Deep Learning CT Image Restoration using System Blur and Noise Models
Yijie Yuan, Grace J. Gang, J. Webster Stayman
TL;DR
This work tackles CT image restoration under varying blur and noise by introducing auxiliary inputs that encode system blur and noise properties. It integrates these priors into CNN blocks via input-variant, weight-variant, and mixed approaches within a U-Net framework, and evaluates across three degradation scenarios using PSNR. Results show that incorporating auxiliary information consistently improves restoration, with the mixed model delivering the strongest gains, particularly under combined blur and noise and anisotropic degradation.

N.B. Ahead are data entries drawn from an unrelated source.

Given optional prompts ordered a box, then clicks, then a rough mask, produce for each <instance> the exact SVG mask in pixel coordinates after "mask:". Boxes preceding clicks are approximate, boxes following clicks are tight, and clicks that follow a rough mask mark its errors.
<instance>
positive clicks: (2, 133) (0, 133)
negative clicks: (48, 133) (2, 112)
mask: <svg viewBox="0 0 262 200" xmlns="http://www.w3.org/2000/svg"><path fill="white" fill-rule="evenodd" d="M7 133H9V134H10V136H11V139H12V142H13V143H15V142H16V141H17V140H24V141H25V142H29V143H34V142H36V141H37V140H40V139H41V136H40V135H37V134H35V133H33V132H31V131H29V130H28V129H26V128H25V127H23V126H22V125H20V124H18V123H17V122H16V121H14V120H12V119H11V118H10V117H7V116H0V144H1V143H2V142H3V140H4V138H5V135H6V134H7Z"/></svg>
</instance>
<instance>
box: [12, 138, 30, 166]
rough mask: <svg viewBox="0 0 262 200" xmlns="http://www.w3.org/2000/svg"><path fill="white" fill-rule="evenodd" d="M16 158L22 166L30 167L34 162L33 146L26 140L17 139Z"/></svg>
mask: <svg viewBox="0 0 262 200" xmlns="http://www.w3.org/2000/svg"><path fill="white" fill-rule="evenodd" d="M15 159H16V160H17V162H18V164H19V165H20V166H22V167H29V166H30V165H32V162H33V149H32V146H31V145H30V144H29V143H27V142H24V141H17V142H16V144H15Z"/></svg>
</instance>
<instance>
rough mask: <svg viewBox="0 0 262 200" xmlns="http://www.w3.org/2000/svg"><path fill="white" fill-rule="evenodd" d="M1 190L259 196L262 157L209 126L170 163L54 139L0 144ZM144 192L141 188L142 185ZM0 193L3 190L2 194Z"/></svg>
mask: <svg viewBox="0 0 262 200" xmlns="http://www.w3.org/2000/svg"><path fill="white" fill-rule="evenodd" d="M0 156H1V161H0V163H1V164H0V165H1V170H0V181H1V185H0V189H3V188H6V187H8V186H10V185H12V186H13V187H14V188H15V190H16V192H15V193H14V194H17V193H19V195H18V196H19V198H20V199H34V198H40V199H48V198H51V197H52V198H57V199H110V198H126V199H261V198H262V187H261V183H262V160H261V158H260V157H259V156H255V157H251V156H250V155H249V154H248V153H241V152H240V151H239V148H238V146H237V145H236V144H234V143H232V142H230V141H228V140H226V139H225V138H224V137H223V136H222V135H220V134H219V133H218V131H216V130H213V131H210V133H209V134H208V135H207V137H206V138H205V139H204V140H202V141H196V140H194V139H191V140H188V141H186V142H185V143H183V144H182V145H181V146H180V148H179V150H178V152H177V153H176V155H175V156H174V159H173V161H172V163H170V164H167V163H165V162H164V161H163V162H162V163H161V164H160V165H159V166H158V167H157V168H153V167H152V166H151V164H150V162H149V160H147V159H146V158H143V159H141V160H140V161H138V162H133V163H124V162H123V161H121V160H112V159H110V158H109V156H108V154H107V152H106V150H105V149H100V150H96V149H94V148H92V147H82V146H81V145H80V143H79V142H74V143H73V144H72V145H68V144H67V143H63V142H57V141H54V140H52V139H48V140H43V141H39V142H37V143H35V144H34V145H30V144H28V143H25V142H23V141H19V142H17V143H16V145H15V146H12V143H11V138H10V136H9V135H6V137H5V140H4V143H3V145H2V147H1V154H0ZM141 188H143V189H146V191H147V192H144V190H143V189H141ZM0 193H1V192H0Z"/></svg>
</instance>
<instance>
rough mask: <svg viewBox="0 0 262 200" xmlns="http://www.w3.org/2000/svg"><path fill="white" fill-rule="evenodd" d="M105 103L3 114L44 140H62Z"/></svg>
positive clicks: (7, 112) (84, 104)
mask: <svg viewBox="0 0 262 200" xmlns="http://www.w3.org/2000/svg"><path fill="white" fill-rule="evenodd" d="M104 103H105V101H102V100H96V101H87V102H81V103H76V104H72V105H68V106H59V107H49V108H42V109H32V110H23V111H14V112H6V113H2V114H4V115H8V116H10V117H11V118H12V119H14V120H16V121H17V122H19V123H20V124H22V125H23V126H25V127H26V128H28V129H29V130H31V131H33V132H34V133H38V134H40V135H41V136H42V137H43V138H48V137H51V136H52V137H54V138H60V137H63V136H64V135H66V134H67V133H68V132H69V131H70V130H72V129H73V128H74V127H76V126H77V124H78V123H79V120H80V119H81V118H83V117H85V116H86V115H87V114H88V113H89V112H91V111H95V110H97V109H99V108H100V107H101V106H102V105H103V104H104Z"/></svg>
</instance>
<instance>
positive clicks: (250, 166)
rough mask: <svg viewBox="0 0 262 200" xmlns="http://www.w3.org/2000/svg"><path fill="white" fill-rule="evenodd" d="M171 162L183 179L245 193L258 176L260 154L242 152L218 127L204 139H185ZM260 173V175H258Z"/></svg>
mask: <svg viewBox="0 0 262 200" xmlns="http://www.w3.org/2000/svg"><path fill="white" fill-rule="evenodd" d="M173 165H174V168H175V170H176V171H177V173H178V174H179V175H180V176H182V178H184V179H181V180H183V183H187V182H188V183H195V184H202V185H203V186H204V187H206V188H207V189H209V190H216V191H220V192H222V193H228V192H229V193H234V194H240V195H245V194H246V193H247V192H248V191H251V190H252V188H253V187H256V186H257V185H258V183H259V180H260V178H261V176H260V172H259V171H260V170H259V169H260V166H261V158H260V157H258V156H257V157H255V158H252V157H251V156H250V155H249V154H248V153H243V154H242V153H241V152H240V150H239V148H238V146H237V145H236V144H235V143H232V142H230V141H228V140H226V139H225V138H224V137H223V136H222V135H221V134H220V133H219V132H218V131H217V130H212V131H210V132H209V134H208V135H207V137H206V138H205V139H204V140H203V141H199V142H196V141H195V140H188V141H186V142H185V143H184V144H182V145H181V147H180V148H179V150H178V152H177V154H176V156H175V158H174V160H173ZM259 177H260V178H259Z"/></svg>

The approach provides a flexible, generalizable framework for conditioning deep networks on physical degradation models, with potential impact on diagnostic CT image quality and quantitative biomarker reliability.
Abstract
The restoration of images affected by blur and noise has been widely studied and has broad potential for applications including in medical imaging modalities like computed tomography (CT). Although the blur and noise in CT images can be attributed to a variety of system factors, these image properties can often be modeled and predicted accurately and used in classical restoration approaches for deconvolution and denoising. In classical approaches, simultaneous deconvolution and denoising can be challenging and often represent competing goals. Recently, deep learning approaches have demonstrated the potential to enhance image quality beyond classic limits; however, most deep learning models attempt a blind restoration problem and base their restoration on image inputs alone without direct knowledge of the image noise and blur properties. In this work, we present a method that leverages both degraded image inputs and a characterization of the system blur and noise to combine modeling and deep learning approaches. Different methods to integrate these auxiliary inputs are presented. Namely, an input-variant and a weight-variant approach wherein the auxiliary inputs are incorporated as a parameter vector before and after the convolutional block, respectively, allowing easy integration into any CNN architecture. The proposed model shows superior performance compared to baseline models lacking auxiliary inputs. Evaluations are based on the average Peak Signal-to-Noise Ratio (PSNR), selected examples of good and poor performance for varying approaches, and an input space analysis to assess the effect of different noise and blur on performance. Results demonstrate the efficacy of providing a deep learning model with auxiliary inputs, representing system blur and noise characteristics, to enhance the performance of the model in image restoration tasks.